README.md

# PaxosKV

A distributed, cluster-wide key-value store implemented on the BEAM.

The primary goal of this tool is to establish a consensus layer for distributed
BEAM applications, serving as a foundation upon which other applications can be
built. By providing a strongly consistent framework, it enables the creation of
a CP system in accordance with the CAP theorem.  Furthermore, leveraging
_Basic_ Paxos, this tool achieves leaderless consensus, offering a robust and
fault-tolerant solution.

This key-value store employs a separate Basic Paxos consensus mechanism for
each key. Key creation and retrieval can be performed using the `PaxosKV.put`
and `PaxosKV.get` methods, respectively. However, due to the nature of the
Paxos protocol, direct key deletion is not feasible. Instead, a workaround
involving some clever BEAM tricks must be employed to achieve this
functionality. Further details on this approach can be found in subsequent
sections.


## Installation

Add `{:paxos_kv, "~> 0.2.0"}` to your dependencies.


## Usage

To start a cluster and explore the capabilities of `PaxosKV`, consider
utilizing the Mix task called `node`. By executing the following commands in
separate terminal windows, you can easily establish a three-node cluster for
hands-on experimentation:

    $ iex -S mix node 1

    $ iex -S mix node 2

    $ iex -S mix node 3

For the purpose of completeness, it is worth noting that initiating a cluster
can be accomplished without starting the `IEx` shell by utilizing the
following commands instead:

    $ mix node 1

    $ mix node 2

    $ mix node 3

Paxos is a consensus algorithm based on majority votes. It is essential to
establish a cluster prior to proceeding. By default, the expected number of
nodes in the cluster is set to 3 (refer to the Configuration section for using
a different value). This parameter is denoted as `cluster_size`.  If only one
node is started out of the default 3, it will not be able to associate keys
with values. Any attempt to call `PaxosKV.put(key, value)` will be blocked
until at least one additional node becomes operational and the cluster reaches
quorum. Quorum is defined as more than half of the total nodes (that is the
`cluster_size`) in the cluster being online. (PaxosKV logs the network size and
quorum attainment, which can be identified by log messages containing
`[quorum:yes]`.) So, you need at least 2 nodes out of the 3 for the cluster to
be available.


### Setting values

The main function you need to know is `PaxosKV.put(key, value)`. This is used
to associate `value` with the `key`. Both `key` and `value` can be any term.
(The only restriction is that it is discouraged to use annon functions, because
keys and values are shared among nodes, and differences between ERTS versions
across the BEAM cluster can cause problems when sening functions through the
wire.)

Once a key-value pair is set, there's no way you can change the value of the
key. The cluster will remember it forever and a day. Further calls to
`PaxosKV.put(key, value)` with the same key but a different value will just
return the old value.

`put` always returns the value associated with the key. This means that if you
obtain a value from calling `put(key, _)`, any other process on any node that
has called `put` with the same key in the past or will call it in the future
will also receive exactly the same value. (This holds true only if you do not
use any of the deletion methods discussed later in this document. Keep on
reading for more details.)


### Reading values

`PaxosKV.get(key)` and `PaxosKV.get(key, default: default_value)` can be used
to read values associated with `key`. `dafault_value` is returned when there's
no value associated with `key` in the cluster.

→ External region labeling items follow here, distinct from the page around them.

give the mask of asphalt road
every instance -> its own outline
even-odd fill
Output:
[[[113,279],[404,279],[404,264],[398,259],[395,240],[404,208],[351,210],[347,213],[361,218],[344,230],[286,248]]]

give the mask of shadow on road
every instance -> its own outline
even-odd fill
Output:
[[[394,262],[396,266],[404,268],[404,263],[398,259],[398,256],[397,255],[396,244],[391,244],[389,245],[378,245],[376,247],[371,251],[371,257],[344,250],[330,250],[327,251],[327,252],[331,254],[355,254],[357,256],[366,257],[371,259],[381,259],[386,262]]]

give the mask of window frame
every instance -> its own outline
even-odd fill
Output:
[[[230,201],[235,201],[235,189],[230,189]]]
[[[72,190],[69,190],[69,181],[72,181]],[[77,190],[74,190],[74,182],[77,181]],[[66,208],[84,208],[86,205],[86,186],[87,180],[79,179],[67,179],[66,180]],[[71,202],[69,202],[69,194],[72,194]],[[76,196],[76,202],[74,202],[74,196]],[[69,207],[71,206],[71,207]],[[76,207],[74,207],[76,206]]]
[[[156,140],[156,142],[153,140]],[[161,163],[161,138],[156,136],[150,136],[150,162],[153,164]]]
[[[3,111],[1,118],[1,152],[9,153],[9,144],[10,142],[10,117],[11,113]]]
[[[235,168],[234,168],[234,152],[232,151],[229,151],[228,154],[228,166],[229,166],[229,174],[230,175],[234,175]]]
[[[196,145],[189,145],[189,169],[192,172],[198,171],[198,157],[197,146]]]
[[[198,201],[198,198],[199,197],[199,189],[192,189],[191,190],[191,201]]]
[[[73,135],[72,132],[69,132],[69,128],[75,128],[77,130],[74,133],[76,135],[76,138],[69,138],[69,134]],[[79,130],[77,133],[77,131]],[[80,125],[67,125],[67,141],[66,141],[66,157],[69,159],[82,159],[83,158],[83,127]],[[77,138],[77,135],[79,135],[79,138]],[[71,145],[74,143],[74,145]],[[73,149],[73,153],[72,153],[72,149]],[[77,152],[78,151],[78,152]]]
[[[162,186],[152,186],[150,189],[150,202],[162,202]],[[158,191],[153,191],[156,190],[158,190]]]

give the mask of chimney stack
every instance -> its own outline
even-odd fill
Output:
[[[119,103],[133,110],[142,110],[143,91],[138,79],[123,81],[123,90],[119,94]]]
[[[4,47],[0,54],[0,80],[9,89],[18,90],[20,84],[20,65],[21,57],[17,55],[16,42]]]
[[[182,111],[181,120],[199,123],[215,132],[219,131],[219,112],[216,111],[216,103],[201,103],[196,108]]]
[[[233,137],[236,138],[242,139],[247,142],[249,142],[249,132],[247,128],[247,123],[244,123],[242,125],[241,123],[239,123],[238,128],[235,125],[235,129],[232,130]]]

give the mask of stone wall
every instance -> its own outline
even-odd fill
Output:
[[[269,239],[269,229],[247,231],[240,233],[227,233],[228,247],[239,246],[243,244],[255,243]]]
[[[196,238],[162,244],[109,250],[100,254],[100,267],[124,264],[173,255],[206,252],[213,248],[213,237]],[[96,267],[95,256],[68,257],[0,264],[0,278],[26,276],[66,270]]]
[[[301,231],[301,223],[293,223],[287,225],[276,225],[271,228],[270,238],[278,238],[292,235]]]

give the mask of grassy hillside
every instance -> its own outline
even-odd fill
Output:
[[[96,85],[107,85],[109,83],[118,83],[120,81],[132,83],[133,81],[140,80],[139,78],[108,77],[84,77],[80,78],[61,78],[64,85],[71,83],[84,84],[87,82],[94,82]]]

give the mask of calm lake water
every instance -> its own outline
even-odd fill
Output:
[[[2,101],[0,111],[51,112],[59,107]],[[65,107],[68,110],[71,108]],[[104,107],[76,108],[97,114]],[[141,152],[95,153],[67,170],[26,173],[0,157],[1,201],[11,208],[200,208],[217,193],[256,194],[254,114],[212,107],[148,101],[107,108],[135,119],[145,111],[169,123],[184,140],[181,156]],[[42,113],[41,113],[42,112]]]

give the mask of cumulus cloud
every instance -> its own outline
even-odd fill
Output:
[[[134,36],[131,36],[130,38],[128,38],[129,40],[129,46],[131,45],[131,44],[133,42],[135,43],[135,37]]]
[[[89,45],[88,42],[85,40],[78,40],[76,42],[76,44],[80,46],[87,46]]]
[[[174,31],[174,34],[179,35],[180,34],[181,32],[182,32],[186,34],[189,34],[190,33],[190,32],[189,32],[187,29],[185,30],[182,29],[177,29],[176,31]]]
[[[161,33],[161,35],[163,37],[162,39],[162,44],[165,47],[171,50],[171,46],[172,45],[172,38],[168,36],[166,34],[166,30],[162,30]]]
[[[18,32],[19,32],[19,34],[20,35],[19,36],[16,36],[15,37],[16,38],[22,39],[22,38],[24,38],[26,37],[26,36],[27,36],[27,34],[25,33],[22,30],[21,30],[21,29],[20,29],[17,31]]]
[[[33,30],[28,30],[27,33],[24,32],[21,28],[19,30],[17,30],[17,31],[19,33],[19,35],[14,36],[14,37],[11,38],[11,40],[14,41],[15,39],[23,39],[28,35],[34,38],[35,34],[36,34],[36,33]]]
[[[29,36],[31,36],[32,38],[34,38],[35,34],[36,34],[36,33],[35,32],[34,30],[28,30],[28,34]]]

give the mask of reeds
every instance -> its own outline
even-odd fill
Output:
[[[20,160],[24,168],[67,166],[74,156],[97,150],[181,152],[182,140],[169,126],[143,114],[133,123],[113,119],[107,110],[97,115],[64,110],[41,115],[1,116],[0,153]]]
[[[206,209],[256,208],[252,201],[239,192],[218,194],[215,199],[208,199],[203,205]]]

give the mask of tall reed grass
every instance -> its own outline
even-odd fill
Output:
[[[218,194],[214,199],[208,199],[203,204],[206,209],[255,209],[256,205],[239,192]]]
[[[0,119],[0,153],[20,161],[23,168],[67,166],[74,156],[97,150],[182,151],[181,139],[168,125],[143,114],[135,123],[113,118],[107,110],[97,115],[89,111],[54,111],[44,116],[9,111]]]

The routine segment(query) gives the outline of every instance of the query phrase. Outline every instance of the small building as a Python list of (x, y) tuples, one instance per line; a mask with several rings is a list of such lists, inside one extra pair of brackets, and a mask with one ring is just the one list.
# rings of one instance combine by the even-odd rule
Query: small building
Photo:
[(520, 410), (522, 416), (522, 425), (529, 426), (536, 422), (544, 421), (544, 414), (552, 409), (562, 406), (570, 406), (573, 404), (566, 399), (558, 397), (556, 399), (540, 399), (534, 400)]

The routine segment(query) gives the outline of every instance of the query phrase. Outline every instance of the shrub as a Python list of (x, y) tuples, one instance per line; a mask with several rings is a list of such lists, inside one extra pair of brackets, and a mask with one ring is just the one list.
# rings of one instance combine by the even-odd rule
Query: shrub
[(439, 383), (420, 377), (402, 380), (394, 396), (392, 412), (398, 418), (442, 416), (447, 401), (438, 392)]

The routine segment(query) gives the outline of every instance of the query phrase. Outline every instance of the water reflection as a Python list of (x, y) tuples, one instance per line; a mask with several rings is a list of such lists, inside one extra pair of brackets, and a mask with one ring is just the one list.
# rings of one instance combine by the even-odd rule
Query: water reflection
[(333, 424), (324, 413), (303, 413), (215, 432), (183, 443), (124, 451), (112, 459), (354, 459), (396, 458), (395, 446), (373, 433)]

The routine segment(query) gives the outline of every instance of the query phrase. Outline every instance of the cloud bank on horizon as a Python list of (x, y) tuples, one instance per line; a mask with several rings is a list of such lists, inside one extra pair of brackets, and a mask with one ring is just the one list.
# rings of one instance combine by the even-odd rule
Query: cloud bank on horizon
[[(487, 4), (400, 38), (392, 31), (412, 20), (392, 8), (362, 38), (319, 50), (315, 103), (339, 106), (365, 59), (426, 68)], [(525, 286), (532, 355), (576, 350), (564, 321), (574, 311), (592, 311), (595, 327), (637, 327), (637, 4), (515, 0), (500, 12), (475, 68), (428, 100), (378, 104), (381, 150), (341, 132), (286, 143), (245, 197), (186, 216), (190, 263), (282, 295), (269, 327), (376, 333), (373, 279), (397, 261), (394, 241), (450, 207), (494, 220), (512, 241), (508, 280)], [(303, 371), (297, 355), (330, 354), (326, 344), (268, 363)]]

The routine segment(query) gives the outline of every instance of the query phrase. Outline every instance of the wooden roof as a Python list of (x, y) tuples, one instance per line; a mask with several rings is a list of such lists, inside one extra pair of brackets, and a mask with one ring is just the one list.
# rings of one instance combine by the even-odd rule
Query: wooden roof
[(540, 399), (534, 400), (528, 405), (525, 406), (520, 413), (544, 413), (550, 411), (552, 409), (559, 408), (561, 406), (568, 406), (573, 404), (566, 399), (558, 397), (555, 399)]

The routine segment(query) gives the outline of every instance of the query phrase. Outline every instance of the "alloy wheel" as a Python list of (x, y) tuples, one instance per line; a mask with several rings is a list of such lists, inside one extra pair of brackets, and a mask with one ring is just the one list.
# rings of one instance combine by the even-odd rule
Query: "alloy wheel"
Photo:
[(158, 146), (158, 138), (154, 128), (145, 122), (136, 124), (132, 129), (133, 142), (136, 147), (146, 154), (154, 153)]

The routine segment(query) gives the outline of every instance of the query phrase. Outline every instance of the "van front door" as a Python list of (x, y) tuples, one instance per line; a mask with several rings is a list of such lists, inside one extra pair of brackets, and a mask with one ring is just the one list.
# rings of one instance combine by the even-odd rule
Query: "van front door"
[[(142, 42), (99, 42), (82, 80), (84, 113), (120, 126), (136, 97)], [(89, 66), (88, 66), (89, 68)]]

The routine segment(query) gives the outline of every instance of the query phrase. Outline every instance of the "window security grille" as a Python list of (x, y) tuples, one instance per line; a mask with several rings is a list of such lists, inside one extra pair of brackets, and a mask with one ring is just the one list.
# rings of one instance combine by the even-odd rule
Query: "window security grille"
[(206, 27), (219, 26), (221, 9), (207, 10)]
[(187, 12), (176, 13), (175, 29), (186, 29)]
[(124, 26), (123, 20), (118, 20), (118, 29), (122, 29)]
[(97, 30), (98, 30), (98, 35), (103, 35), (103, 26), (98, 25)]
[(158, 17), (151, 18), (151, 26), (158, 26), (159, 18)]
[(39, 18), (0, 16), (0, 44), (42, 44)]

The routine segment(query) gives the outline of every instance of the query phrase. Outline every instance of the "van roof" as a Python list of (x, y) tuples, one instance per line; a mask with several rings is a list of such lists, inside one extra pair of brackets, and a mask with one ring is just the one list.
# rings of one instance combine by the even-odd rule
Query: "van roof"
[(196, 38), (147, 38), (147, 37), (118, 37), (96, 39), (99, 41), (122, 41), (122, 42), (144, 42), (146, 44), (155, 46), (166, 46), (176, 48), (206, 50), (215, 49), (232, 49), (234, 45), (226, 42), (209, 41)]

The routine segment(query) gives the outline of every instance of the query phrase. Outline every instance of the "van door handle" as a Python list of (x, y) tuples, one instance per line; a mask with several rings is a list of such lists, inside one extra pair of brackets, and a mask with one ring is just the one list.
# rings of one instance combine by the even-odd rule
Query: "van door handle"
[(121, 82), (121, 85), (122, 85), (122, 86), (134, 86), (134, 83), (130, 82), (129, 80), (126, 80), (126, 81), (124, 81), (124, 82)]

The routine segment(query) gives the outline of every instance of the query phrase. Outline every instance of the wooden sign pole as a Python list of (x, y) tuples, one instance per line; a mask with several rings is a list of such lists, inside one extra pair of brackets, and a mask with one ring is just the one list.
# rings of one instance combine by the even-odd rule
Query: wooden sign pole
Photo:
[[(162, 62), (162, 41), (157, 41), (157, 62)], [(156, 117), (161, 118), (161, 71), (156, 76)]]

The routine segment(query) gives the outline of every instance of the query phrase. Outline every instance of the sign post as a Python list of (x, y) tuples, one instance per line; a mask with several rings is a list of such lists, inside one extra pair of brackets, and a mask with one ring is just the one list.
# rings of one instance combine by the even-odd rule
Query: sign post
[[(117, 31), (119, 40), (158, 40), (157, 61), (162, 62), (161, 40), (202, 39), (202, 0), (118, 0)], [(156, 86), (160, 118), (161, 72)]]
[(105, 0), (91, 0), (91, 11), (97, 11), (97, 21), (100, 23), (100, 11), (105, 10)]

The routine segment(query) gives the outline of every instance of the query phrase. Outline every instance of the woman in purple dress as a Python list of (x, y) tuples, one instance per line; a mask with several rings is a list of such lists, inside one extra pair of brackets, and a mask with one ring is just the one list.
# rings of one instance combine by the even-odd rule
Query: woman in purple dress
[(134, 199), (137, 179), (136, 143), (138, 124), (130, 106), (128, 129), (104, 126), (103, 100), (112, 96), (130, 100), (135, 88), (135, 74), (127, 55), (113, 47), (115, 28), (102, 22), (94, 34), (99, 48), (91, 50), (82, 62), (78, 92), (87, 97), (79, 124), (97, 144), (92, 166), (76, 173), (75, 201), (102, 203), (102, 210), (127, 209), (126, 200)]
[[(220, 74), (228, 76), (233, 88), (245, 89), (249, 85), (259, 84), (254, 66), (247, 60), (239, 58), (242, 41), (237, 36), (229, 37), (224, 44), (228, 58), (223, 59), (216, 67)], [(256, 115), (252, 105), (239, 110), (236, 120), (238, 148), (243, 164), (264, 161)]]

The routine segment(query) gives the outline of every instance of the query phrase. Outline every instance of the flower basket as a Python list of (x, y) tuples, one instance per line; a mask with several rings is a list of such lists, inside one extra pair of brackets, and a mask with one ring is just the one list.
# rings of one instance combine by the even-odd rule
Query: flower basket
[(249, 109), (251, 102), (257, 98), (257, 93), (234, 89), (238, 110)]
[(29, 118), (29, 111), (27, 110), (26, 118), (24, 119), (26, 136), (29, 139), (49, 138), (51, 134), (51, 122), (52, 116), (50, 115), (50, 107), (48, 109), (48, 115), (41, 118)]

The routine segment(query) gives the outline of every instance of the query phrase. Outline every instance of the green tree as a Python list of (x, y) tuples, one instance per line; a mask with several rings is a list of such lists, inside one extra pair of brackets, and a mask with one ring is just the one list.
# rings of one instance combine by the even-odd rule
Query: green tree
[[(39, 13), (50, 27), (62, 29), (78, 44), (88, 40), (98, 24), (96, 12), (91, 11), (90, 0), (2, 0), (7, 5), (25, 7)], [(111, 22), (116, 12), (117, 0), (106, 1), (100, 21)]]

Please avoid using `PaxosKV.get` when possible because in the background it may
triggers a Paxos round, and 1) that can be expensive, and 2) can even change
the state of the network in case there was an unfinished Paxos round. Use `put`
whenever possible. `put` always returns the value chosen by the network.


### Erase a key from the key-value store

Well, that is normally not possible. A key is set to a specific value in the
system if a majority of the Paxos acceptors accept the value. In order to delete a
key from the store, you need a coordinated effort among the nodes to delete the
key from all the acceptors at the same time. If only one of them does not
delete the key for some reason (network problem, lost messages, whatever), the
value sneaks back to the cluster when the next `put(key, value)` is called.
This is why there's no `erase` or `delete` function in `PaxosKV`.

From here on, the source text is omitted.